Nirvana signifie extinction
ou plus exactement l'action d'un souffle qui passe sur une flamme et
l'éteint. Telle est la raison pour laquelle les premiers traducteurs
d'Occident ont conclu trop hâtivement au nihilisme du Bouddhisme.
Certes, le terme Nirvana
signifie extinction mais encore faut-il voir exactement ce qui
s'éteint ! Le Nirvana est l'extinction de la flamme du processus du
« moi » à laquelle nous avons fait allusion assez fréquemment.
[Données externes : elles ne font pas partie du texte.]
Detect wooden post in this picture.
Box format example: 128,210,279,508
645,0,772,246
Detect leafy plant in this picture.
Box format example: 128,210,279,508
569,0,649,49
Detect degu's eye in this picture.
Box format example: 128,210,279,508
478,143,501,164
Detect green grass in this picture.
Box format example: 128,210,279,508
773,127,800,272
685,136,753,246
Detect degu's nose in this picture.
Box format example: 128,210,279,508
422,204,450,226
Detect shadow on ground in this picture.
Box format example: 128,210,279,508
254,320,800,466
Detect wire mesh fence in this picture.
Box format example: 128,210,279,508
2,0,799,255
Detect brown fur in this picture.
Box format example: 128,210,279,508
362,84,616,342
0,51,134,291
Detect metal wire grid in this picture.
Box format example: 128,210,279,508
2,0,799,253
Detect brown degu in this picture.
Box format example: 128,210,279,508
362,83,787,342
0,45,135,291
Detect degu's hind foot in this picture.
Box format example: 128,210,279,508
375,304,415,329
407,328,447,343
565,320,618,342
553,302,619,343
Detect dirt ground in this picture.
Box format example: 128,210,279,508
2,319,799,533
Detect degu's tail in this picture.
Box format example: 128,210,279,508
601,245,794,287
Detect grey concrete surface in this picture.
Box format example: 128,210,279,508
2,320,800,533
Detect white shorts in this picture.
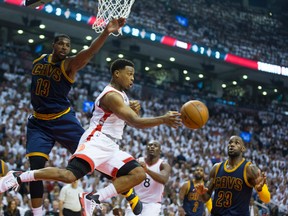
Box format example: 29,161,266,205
72,130,134,178
125,203,161,216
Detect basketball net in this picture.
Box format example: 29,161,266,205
93,0,135,36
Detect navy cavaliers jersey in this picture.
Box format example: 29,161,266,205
211,159,253,216
31,54,73,118
183,180,205,216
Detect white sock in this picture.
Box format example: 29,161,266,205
96,184,118,202
20,171,35,182
32,206,43,216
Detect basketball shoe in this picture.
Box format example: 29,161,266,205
0,171,22,193
79,192,102,216
123,188,143,215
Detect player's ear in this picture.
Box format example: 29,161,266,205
241,146,246,152
114,70,120,77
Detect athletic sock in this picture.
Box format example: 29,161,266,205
95,183,118,202
31,206,43,216
19,171,35,182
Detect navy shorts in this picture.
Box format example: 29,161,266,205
26,110,85,160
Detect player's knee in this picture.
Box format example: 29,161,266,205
62,170,77,183
29,156,47,170
131,167,146,184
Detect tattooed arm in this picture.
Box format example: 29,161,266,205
247,164,270,203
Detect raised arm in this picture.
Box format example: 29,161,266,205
65,18,126,79
246,164,270,203
140,161,171,185
101,92,181,129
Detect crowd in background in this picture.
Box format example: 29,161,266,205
0,42,287,215
53,0,288,67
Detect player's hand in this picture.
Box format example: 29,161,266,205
193,184,208,195
255,170,266,192
163,111,182,128
106,18,126,33
130,100,141,115
139,161,148,172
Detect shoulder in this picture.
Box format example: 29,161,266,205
180,180,189,190
160,160,171,170
210,162,222,177
246,162,259,178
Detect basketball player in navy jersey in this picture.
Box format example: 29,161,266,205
23,18,126,216
125,140,172,216
0,59,181,216
194,135,270,216
178,166,212,216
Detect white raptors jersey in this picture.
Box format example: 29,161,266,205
135,157,165,203
89,85,129,139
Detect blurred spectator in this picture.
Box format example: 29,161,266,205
4,200,21,216
58,180,83,216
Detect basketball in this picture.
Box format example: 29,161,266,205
180,100,209,129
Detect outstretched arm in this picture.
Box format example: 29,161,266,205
65,18,126,79
247,164,270,203
101,92,181,129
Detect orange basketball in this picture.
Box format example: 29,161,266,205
180,100,209,129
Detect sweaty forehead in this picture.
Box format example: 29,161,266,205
229,136,243,144
195,167,204,171
56,37,70,44
148,141,160,146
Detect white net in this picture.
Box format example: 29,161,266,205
93,0,135,36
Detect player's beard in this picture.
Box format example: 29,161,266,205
194,174,203,181
228,150,241,158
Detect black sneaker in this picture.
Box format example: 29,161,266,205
79,192,102,216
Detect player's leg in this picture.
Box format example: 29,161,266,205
76,133,146,215
53,110,84,154
26,117,55,216
0,157,91,191
28,156,47,216
26,111,84,216
95,151,146,215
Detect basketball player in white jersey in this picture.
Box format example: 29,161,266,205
0,59,181,216
125,140,171,216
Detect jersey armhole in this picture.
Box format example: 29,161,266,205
61,60,74,84
244,161,253,188
214,162,222,178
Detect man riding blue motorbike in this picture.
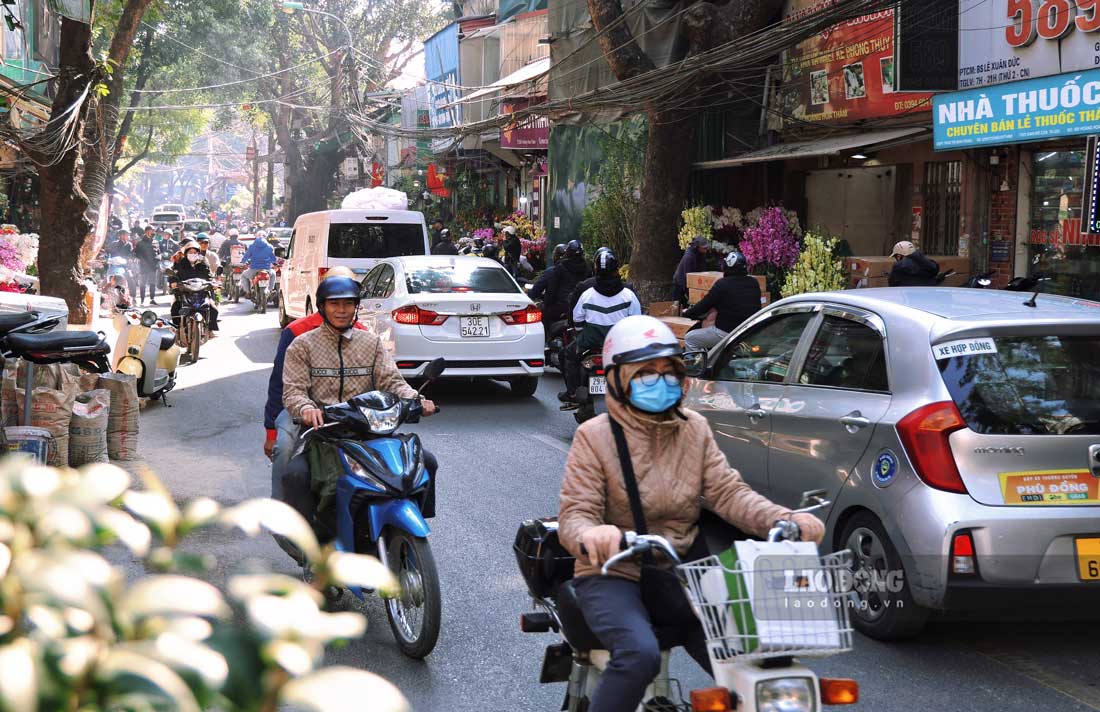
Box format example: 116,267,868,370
277,277,438,543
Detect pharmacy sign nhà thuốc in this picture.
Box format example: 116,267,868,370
933,69,1100,150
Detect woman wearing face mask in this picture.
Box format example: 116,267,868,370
169,241,220,334
557,315,825,712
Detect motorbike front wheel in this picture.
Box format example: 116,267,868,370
187,318,201,363
256,285,267,313
384,529,441,659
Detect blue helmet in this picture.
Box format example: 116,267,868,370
316,276,362,306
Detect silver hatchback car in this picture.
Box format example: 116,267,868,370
682,288,1100,639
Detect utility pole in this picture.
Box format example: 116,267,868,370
247,135,259,223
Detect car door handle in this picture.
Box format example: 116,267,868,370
745,405,767,420
840,412,871,430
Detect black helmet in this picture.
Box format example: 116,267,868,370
594,249,620,278
551,243,567,262
316,276,362,307
724,250,748,274
565,239,584,259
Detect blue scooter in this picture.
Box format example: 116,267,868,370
296,357,445,659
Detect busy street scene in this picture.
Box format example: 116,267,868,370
0,0,1097,710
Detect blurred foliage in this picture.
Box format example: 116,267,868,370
579,129,646,265
0,457,406,712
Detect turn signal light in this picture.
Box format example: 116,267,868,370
500,305,542,325
690,687,732,711
896,401,968,494
952,531,976,575
820,678,859,705
318,267,329,279
392,305,448,326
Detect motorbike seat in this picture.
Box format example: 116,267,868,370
153,328,176,350
6,331,101,352
0,312,37,336
554,579,688,653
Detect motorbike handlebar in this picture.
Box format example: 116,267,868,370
579,532,681,575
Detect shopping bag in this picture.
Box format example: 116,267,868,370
715,540,842,654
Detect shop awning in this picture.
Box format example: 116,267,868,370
693,127,929,170
450,57,550,106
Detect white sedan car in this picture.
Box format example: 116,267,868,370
357,256,545,396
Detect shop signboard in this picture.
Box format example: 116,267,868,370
423,24,461,129
779,0,933,125
959,0,1100,89
1084,136,1100,234
934,69,1100,150
501,101,549,149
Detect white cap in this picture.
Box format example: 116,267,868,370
502,225,517,235
602,315,682,368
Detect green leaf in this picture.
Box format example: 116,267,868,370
120,576,230,621
219,499,321,564
122,491,180,542
324,552,397,596
280,667,409,712
96,648,202,712
0,640,38,712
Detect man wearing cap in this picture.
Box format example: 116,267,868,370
195,233,221,276
888,241,939,287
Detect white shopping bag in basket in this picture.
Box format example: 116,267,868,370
710,540,843,656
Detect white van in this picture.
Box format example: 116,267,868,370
278,209,430,327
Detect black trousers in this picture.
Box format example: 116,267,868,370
573,575,711,712
562,340,581,397
137,268,158,302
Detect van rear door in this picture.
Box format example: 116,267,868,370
324,219,428,273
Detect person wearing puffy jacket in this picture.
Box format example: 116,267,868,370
239,232,278,291
682,250,760,351
888,240,939,287
558,315,825,712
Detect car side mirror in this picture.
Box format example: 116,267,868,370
275,247,287,258
683,350,708,378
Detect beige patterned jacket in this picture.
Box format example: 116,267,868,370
282,323,417,418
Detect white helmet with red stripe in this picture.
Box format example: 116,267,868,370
602,315,682,368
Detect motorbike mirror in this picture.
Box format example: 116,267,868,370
798,489,828,509
140,310,157,327
423,357,446,381
682,350,708,378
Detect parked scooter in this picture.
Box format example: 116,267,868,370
514,492,858,712
284,357,447,659
113,309,181,405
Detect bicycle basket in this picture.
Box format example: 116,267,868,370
678,548,854,663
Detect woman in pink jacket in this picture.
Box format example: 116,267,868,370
558,315,825,712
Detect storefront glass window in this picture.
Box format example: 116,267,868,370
1027,149,1100,300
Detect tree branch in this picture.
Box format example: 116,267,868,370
113,125,154,179
585,0,655,82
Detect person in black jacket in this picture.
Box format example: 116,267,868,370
682,250,760,351
888,241,939,287
502,225,522,275
671,236,710,304
169,241,220,333
133,229,161,305
431,228,458,255
532,240,590,327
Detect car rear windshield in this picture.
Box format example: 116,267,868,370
406,264,520,294
327,223,424,259
152,213,181,223
937,335,1100,435
183,221,207,231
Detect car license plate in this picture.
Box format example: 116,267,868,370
1075,537,1100,581
460,316,490,337
589,376,606,395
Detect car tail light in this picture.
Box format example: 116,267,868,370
318,267,329,279
396,361,422,369
951,531,976,575
820,678,859,705
896,401,968,494
689,687,732,711
525,359,545,367
500,305,542,325
392,305,448,326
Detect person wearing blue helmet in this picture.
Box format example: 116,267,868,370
280,276,439,542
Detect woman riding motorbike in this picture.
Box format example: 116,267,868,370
169,240,220,334
557,315,825,712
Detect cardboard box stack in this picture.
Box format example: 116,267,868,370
846,255,972,289
686,272,770,308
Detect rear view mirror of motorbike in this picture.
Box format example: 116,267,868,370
423,358,446,382
140,310,157,327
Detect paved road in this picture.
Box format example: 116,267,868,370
131,302,1100,712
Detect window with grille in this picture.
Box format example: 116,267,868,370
922,161,961,255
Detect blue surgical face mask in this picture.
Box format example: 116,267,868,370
628,373,682,413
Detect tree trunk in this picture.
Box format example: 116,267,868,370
585,0,783,302
81,0,155,225
286,150,342,219
37,17,98,323
631,108,698,303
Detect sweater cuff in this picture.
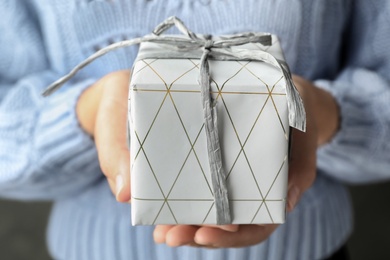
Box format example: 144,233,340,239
0,76,102,199
37,79,94,148
35,79,100,177
314,69,390,183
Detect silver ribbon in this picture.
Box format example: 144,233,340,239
199,40,231,224
43,16,306,225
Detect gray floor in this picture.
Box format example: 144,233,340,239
0,200,51,260
0,183,390,260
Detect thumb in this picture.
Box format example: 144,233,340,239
287,77,318,212
287,124,317,212
94,70,131,202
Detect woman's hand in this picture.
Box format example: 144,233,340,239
286,75,340,211
76,70,131,202
153,224,279,248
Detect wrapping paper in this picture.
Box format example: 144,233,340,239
130,35,290,225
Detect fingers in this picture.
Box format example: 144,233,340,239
194,224,278,248
287,76,318,212
153,225,175,244
287,128,317,211
154,224,278,248
94,70,131,202
154,225,198,247
154,225,240,246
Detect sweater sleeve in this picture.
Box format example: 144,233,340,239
316,0,390,184
0,1,102,200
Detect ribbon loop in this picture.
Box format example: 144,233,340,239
153,16,199,40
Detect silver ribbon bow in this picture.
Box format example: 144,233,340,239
43,16,306,225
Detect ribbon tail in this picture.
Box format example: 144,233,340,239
42,37,146,96
42,16,201,97
199,51,231,225
278,61,306,132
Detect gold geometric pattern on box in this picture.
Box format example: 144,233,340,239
130,57,289,225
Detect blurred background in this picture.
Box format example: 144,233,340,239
1,183,390,260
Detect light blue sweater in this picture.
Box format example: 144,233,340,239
1,1,390,259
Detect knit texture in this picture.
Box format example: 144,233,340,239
0,0,389,259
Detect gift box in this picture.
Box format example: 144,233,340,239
42,16,304,226
129,22,304,225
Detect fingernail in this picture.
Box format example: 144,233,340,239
194,234,208,246
219,225,239,232
116,175,124,200
153,229,164,244
287,186,300,212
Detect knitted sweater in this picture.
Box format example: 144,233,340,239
1,1,389,259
C'est aussi la cessation de l'ignorance, ce maillon de base de la
chaîne des origines interdépendantes. (Pratityasamûtpada.)
« L'anéantissement du
désir, l'anéantissement de la haine, l'anéantissement de
l'égarement, voilà, ami, ce que l'on appelle le Nirvana », est-il
dit dans le Samyutta Nikaya.
Lorsque cessent les fausses
identifications engendrées par l'ignorance et les tensions
inhérentes à l'avidité de devenir, nous nous intégrons dans la
nature profonde des choses.
L'expérience du Nirvana ne
consacre pas la réalisation d'un désir subtil du « moi ». Son
accomplissement a pour conditions « sine qua non », l'élimination
de tout désir, de toute attente, de tout « a priori » mental, de
toute représentation imaginative.
Nirvâna n'est pas un état
surnaturel, surhumain. Il est la plénitude de l'humain. Nirvana est
l'état normal de l'esprit affranchi de tous ses conditionnements
égoïstes d'attachement, de convoitise, d'ambitions.
Dans cet état nous n'avons
pas atteint une réalité qui nous est extérieure, nous n'avons pas
acquis de nouveaux biens. Nous nous sommes simplement révélés à
nous-mêmes dans la plénitude de ce que nous sommes.
« Entre le Nirvâna et le
Samsara, il n'existe pas la moindre différence, nous dit
Chandrakirti. Il faut comprendre que rien n'est supprimé, rien n'est
vraiment anéanti dans le Nirvana. Le Nirvana consiste simplement
dans la suppression complète de toutes les constructions erronées
de notre imagination.»
Lorsque notre mental se
dépouille de ses fausses accumulations, il se transmue en une
intelligence pure n'ayant aucune commune mesure avec
l'intellectualité ordinaire. Lorsque notre cœur se libère des
attachements et des limitations de l'égoïsme et de
l'identification, seule subsiste la plus haute forme de l'amour. Mais
le Nirvana dépasse les distinctions de l'amour et d'intelligence.
Ces deux tendances, pour nous distinctes et séparées, s'intègrent
dans une seule et même apothéose, qui se renouvelle d'instant en
instant, de toute éternité. Telles sont les raisons pour lesquelles
nous considérons que le Nirvana n'apporte pas la déshumanisation de
l'humain mais consacre la plénitude de son accomplissement. Seul est
digne du nom d'homme, celui qui répond fidèlement aux exigences de
son essence la plus profonde et la plus réelle. « II n'y a
plus alors, à proprement parler, ni mémoires, ni pensée, ni
effort, mais un fonctionnement total, un mouvement intérieur simple
et indécomposable, un écoulement d'énergie qui s'effectue de
lui-même sans arrêt et sans obstacle. Il devient superflu de
rechercher ce qui, dans ce flot, d'où se détachent à chaque
instant des actions externes, appartient à l'émotion ou procède de
la pensée. » (R. Fouéré, De l'acte complet, ibid., p. 208)
Nirvana est l'état
d'innocence suprême, l'état sans ego. En Nirvana se révèle la
félicité existentielle du Dharmakaya ou « Corps de Vérité ».